A tentativa de compreender seus interesses, olhares e posicionamentos, levou à elaboração de teses, livros e outras reflexões. Ao passo que a academia tentava entender este fenômeno por meio de um olhar que em alguns momentos beirava os primórdios da antropologia, estes assumiram de maneira muito madura a ideia e a convicção de que possuíam um projeto de país e que este deveria ser levado adiante. E aqui, em específico, merece atenção o fato de que André Mendonça, diferentemente de outros indicados para vagas ao Supremo, não está em uma jornada solitária.

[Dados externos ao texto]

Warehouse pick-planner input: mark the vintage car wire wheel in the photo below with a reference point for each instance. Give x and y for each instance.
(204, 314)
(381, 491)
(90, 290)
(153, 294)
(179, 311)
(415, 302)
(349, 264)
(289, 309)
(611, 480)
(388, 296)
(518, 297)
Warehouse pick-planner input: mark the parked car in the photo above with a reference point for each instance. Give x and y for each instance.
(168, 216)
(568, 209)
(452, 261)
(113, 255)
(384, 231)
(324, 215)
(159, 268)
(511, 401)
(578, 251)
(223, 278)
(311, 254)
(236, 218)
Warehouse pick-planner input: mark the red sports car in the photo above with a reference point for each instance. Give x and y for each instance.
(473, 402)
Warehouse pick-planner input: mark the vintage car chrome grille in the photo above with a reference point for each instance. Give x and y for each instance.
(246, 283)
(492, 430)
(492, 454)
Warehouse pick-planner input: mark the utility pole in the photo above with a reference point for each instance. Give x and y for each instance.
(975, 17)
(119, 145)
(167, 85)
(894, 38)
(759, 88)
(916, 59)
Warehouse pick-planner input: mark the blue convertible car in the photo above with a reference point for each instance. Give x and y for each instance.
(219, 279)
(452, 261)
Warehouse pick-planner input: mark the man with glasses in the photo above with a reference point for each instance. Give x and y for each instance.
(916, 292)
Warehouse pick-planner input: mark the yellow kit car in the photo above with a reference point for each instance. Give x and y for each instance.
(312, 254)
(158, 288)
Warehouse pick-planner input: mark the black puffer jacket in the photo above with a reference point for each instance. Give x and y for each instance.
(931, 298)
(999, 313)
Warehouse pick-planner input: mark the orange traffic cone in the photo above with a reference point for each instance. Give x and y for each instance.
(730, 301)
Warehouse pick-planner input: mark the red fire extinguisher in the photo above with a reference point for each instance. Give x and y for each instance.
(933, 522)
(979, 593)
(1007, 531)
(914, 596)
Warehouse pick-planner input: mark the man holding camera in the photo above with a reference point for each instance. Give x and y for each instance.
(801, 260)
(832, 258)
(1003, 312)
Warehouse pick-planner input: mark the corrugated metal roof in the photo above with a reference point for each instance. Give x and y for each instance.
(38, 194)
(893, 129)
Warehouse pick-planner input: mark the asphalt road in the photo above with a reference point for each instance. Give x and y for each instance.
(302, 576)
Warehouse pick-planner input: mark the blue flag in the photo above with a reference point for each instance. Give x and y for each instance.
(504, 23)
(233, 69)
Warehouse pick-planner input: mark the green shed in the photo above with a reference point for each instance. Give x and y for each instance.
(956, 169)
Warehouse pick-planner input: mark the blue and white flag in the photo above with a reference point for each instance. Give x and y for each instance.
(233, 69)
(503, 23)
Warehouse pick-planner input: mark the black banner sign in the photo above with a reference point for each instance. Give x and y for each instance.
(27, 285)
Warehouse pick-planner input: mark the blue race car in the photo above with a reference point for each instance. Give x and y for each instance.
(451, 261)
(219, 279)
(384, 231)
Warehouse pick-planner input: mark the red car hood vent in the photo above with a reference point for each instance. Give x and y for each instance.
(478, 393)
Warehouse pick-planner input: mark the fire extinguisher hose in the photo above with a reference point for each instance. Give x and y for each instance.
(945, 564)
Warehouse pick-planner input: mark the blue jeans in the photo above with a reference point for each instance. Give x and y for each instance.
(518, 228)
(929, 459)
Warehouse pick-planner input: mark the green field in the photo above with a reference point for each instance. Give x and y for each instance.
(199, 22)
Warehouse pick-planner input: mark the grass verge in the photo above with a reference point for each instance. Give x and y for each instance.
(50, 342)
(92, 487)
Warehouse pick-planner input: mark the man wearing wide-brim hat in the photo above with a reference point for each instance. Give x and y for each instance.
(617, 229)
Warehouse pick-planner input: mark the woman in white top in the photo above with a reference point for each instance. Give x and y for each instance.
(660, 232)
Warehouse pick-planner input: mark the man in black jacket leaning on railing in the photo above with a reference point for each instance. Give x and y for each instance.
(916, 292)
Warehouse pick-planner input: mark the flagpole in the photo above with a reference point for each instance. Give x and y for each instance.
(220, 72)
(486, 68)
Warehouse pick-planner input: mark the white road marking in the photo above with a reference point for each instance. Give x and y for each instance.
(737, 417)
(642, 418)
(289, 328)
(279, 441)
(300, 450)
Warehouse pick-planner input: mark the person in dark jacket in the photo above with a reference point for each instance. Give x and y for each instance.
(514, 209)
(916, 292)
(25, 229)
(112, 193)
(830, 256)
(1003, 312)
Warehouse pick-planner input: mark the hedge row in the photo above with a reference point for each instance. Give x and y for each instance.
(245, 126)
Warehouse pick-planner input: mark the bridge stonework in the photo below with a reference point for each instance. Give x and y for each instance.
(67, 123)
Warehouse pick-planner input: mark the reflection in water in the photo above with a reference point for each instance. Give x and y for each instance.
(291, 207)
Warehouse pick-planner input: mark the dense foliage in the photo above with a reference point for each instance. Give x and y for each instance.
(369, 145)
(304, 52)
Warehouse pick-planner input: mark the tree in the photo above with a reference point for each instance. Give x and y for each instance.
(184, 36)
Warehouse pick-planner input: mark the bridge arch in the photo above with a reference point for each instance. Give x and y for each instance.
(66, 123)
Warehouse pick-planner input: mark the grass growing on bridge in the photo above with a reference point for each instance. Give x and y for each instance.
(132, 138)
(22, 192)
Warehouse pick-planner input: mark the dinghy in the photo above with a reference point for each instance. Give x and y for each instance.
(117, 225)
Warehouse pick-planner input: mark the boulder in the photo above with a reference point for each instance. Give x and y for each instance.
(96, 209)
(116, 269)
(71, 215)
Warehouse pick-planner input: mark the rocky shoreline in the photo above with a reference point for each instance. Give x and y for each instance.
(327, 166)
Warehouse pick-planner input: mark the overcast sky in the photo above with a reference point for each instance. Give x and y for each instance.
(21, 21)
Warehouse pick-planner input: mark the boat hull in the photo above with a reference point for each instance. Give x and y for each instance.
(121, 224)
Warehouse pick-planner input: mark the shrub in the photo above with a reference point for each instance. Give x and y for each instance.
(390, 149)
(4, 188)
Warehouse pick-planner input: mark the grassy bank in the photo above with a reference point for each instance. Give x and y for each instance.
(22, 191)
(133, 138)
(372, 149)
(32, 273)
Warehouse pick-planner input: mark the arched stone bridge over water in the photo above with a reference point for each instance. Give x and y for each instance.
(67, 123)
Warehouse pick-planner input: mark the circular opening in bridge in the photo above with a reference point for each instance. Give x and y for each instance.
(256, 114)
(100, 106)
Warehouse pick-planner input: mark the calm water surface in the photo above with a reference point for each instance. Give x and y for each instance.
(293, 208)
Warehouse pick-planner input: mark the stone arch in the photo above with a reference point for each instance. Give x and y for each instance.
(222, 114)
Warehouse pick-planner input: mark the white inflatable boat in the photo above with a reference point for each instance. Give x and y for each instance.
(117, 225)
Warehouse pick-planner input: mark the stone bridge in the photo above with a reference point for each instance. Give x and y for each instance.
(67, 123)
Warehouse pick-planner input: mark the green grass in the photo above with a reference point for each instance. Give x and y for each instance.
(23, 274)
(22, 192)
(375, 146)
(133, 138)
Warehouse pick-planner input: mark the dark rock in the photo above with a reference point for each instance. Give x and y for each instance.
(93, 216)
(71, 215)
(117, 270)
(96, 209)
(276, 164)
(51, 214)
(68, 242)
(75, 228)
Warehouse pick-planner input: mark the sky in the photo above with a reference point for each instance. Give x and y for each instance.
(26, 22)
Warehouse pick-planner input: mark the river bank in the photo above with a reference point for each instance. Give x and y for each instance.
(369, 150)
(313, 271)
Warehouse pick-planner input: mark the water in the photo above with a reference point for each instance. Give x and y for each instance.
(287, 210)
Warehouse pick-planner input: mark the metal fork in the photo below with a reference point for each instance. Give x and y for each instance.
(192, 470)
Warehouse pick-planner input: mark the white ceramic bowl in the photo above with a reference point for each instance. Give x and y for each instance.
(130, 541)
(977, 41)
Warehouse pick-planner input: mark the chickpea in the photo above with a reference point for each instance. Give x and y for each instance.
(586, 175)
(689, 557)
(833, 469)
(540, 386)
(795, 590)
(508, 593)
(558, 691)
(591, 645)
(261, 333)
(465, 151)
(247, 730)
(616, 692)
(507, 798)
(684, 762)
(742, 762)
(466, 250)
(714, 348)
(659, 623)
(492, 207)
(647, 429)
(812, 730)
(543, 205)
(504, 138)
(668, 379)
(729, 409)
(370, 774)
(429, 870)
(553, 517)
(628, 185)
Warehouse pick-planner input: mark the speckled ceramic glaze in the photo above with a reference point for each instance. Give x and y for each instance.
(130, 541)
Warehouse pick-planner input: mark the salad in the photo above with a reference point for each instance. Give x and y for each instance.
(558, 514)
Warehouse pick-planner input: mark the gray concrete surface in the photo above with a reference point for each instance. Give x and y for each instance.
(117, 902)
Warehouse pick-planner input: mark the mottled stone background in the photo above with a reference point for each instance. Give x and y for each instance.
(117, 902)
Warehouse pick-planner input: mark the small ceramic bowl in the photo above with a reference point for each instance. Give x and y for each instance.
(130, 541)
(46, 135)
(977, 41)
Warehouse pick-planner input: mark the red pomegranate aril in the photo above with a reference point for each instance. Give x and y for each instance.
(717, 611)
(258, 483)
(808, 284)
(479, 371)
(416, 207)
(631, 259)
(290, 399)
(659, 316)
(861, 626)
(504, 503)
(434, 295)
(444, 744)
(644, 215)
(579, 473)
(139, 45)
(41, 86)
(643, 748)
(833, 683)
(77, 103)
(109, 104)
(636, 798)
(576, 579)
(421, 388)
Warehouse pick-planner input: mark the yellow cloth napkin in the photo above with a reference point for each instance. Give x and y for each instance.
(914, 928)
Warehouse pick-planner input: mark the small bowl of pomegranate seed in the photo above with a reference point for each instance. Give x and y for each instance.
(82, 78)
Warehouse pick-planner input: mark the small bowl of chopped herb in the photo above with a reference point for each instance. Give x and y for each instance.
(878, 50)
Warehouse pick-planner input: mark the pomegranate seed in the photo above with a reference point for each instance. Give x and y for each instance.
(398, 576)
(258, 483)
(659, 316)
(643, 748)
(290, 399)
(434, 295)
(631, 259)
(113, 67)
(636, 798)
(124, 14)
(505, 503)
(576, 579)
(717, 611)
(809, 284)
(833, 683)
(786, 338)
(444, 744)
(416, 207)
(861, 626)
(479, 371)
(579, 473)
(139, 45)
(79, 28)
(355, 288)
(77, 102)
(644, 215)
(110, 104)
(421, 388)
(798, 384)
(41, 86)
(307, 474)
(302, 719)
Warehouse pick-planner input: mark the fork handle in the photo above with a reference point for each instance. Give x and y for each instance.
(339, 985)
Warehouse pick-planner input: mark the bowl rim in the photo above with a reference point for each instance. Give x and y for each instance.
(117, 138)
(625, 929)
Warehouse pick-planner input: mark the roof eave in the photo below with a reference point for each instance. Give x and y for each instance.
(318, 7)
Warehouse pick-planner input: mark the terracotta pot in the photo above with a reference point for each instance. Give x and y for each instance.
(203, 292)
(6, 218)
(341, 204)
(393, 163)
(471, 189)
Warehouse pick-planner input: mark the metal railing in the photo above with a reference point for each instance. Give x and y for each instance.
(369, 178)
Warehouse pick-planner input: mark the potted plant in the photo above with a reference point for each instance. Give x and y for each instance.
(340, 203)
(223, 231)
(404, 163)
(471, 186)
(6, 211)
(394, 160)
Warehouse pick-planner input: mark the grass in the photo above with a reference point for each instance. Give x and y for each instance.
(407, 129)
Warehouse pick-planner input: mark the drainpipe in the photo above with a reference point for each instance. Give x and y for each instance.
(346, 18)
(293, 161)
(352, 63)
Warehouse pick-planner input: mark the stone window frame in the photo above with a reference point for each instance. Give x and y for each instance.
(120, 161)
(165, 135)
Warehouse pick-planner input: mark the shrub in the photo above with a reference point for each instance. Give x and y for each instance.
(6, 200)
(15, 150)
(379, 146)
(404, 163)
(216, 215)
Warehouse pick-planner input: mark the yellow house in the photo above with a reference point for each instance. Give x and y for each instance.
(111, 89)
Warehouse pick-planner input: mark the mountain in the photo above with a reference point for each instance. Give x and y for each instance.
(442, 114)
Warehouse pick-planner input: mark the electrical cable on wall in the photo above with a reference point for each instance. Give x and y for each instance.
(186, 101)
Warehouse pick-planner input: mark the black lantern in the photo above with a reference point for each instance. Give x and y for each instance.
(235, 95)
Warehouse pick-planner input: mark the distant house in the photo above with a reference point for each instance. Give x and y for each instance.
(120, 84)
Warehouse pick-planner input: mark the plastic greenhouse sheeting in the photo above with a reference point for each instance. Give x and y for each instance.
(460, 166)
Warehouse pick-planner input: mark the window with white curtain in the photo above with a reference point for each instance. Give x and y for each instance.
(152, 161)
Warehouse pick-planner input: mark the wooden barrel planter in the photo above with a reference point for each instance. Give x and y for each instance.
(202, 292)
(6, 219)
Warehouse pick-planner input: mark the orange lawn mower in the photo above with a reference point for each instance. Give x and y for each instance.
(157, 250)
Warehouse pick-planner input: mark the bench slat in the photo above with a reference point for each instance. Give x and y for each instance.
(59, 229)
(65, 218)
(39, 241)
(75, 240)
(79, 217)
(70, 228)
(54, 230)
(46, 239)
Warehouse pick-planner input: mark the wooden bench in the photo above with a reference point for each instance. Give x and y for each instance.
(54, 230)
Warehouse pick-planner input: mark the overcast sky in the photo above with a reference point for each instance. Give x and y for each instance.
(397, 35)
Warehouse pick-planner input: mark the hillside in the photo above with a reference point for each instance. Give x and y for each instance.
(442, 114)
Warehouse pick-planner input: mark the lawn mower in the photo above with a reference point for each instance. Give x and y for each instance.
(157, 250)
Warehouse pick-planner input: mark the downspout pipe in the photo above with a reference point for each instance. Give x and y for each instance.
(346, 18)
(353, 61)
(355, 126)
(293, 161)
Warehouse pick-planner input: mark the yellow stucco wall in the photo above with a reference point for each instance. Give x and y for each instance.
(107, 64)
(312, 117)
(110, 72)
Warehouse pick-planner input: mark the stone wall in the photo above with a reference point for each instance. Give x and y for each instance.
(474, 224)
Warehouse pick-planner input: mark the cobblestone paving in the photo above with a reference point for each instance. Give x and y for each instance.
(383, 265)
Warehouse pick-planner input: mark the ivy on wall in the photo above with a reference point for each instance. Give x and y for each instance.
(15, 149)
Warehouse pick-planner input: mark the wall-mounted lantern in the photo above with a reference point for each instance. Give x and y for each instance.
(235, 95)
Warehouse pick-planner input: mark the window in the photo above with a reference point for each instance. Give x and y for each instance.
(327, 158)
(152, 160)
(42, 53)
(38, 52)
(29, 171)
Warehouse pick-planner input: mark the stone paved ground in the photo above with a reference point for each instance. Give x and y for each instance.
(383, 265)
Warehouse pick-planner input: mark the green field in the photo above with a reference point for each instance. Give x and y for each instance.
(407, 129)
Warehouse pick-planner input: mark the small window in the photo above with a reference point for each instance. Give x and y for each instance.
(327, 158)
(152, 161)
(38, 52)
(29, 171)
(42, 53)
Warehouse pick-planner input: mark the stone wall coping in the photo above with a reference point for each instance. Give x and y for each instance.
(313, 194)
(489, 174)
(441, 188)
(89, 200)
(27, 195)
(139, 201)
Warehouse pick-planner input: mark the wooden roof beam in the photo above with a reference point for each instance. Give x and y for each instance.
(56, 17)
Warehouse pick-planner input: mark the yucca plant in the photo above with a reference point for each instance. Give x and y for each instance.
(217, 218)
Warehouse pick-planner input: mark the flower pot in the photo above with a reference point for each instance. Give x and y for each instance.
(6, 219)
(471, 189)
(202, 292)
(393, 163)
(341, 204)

Ao contrário, Mendonça é fruto de um projeto político que visa alterar a balança de poder nacional. Ao menos em termos de declarações, o novo Ministro é consciente disto e se assume como parte deste movimento. E aqui, é importante ter em mente que não se pode incorrer no erro de colocar todos os evangélicos na mesma caixa analítica. O que se pode verificar é que há uma corrente majoritariamente conservadora, esta sobremaneira preocupada com um afastamento da sociedade de valores angulares, tais como a preservação da família em um recorte visto como tradicional.

Isto posto, os atores políticos envoltos neste circuito agem de maneira a buscar legitimamente por espaço. E o fato é que, agradando ou não outros eleitores, estes atores estão em disputa e precisam ser reconhecidos como legítimos. Do contrário, se tornam presas de extremismos e discursos de confrontação, que atendem obviamente àqueles que desejam seus votos, ao mesmo passo que diminuem a qualidade do debate público.

O fato é que o Estado Brasileiro nunca foi laico. Do dinheiro aos tribunais, há uma enorme simbologia cristã e católica para marcar os limites da laicidade de Terra de Vera Cruz. O ponto é que à medida que este debate não é feito de forma inclusiva, grupos com maior tração política podem ser levados a crer que há uma guerra santa em torno do futuro do país. E assim como o poder judiciário não significa a atribuição de justiça equânime, a ideia de laicidade é constrangida pelas escolhas individuais e coletivas, que no caso brasileiro são significativamente religiosas para muitos.